Weekly Digest – 28 February 2024

Welcome to our Weekly Digest – stay in the know with recent news updates relevant to business and the economy.

What you need to know about likely mortgage rule changes

New Zealand’s central bank is expected to tighten mortgage lending rules due to rising house prices and increased borrowing. The bank may reintroduce loan-to-value ratio (LVR) restrictions, which were removed in 2020. The move aims to curb excessive lending and mitigate potential risks to the financial system.

32 actions to build a better business in 2024

Improve your business in 2024 with these tips. Experts suggest 32 actions including planning for the future, embracing technology, investing in employee training, and focusing on customer service. Additionally, reducing waste, adopting sustainable practices, and developing a strong brand are also recommended. These steps aim to help businesses thrive in a competitive market.

Work still to do on inflation

Reserve Bank Governor Adrian Orr believes there’s still work to be done on inflation in New Zealand. Despite the Official Cash Rate (OCR) remaining at 0.25%, Orr insists that the bank is not yet done with its efforts to stimulate inflation and economic recovery from the COVID-19 pandemic.

Record migration in 2023: Four ways it changed the economy

New Zealand experienced a record migration boom in 2023, significantly impacting the economy in four ways including housing, demand, jobs and infrastructure.

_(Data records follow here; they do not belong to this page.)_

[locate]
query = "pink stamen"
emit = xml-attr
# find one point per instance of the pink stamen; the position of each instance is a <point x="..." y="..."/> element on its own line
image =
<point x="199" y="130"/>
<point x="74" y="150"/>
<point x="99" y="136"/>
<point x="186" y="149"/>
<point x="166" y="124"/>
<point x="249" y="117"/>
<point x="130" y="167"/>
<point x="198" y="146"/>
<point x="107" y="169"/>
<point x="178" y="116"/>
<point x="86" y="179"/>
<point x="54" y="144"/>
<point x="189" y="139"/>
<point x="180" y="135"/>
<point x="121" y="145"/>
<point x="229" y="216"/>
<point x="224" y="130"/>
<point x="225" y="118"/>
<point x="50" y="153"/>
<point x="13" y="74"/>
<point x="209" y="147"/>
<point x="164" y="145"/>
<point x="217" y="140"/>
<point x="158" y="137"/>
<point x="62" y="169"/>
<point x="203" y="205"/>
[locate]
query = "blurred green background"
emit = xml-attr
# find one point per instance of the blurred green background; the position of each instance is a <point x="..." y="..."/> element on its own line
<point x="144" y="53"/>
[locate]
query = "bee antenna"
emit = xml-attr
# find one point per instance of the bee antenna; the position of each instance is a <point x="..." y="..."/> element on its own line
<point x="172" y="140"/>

Survey Highlights The Biggest Risks Facing NZ Businesses

A survey by Marsh reveals that cyber and data security risks top the list of concerns for New Zealand businesses in 2024. The study also highlights concerns over business interruption and supply chain risks. The report suggests businesses need to adapt and manage these risks to ensure their long-term survival.

Air NZ reports $129 million first-half profit, down 39%

Air New Zealand has reported a first-half profit of $129 million, down 39% from the same period last year. The company attributes the decline to the impact of the COVID-19 pandemic on international travel. Despite the drop, the company remains optimistic about future domestic travel recovery.